I pezzi continuano a scheggiarsi, a staccarsi e a rompersi, finché non ho capito la mortificante verità: non sarei mai stata quella di prima.
L'improvvisa consapevolezza mi colpì come una tonnellata di mattoni. Non ero più quello che pensavo di essere e non lo sarei mai stato. Non c'era guarigione, non c'era terapia che potesse riportarmi indietro.
Ero cambiato per sempre.
All'inizio ero devastata. L'orrore di perdere qualcosa per sempre si è impadronito di me e non riuscivo a darmi pace.
Mi resi conto che quel guscio vuoto era ormai me.
Ero piena di paure che non avevo mai conosciuto prima, avevo nuove insicurezze e le mie convinzioni erano cambiate.
La nuova me non sapeva più cosa fosse l'amore.
Non riusciva a sentirsi al sicuro da nessuna parte. Guardava gli altri vivere la loro vita con l'ignoranza che lei desiderava. È diventata scettica e paranoica.
Odiava se stessa e il suo corpo. Ogni volta che qualcuno cercava di stabilire un legame autentico, lei alzava il muro più freddo.
La gioia e il divertimento sono stati sostituiti da notti di sbronze senza pensieri e amicizie senza senso.
L'amore, con baci indesiderati e numeri cancellati. La pace era sconosciuta.
Non avevo altra scelta che lasciarla vivere e cercare di capirla.
Dopo un lungo periodo di soffocante indifferenza, ho deciso di fare ammenda con la mia nuova me.
Giurai a me stesso che l'avrei accettata con tutta la sua miseria, come una volta avevo accettato lui.
Ho iniziato a fare tutto quello che volevo fare, senza vergogna. Mi sono permesso di essere tutto ciò che avevo bisogno di essere in quel momento.
Mi sono lasciata andare alla tristezza, al disprezzo, all'eccitazione, al disgusto, alla paura, alla rabbia, al fascino, alla lussuria. Tutto. E non mi sono giudicata per questo.
Quello fu il momento in cui i muri cominciarono lentamente a crollare.
Quando l'orrore di aver perso me stessa ha cominciato a svanire. Ho iniziato a fare pace con me stessa. Ho iniziato ad accettare chi ero, con o senza abusi. Non importava.
Ho iniziato a considerare la mia vita come una cosa preziosa e degna di essere vissuta. Mi sono data il permesso di andare avanti.
Ho iniziato a trovare sempre più pezzi di me stessa che non avevano bisogno della colla. Potevano adattarsi perfettamente.

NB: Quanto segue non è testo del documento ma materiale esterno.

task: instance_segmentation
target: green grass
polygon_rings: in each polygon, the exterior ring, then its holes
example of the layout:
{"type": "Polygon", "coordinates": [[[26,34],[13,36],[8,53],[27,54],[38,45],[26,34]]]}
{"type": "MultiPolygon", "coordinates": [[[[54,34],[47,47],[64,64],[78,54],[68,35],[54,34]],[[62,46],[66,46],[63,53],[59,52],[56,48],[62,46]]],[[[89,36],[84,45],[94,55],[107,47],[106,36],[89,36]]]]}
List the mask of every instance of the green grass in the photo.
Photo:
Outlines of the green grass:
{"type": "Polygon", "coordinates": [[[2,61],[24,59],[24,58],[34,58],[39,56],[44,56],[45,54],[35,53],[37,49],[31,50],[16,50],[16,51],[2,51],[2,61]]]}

Lentamente ma inesorabilmente, ho capito che stavo costruendo il mio capolavoro. Mi sono reinventato.
Ho detto no a ogni tentativo di distinguere il mio fuoco.
Ho capito che dovevo diventare più grande per fare spazio a tutto ciò che potevo essere. Le mie parti dell'anima non sono mai andate perse: dovevano essere nascoste dal dolore perché erano così preziose.
Il mio dolore mi ha insegnato che ho il potere di trasformarlo in forza.
Finalmente ho riconosciuto: ero il mio alchimista dell'anima.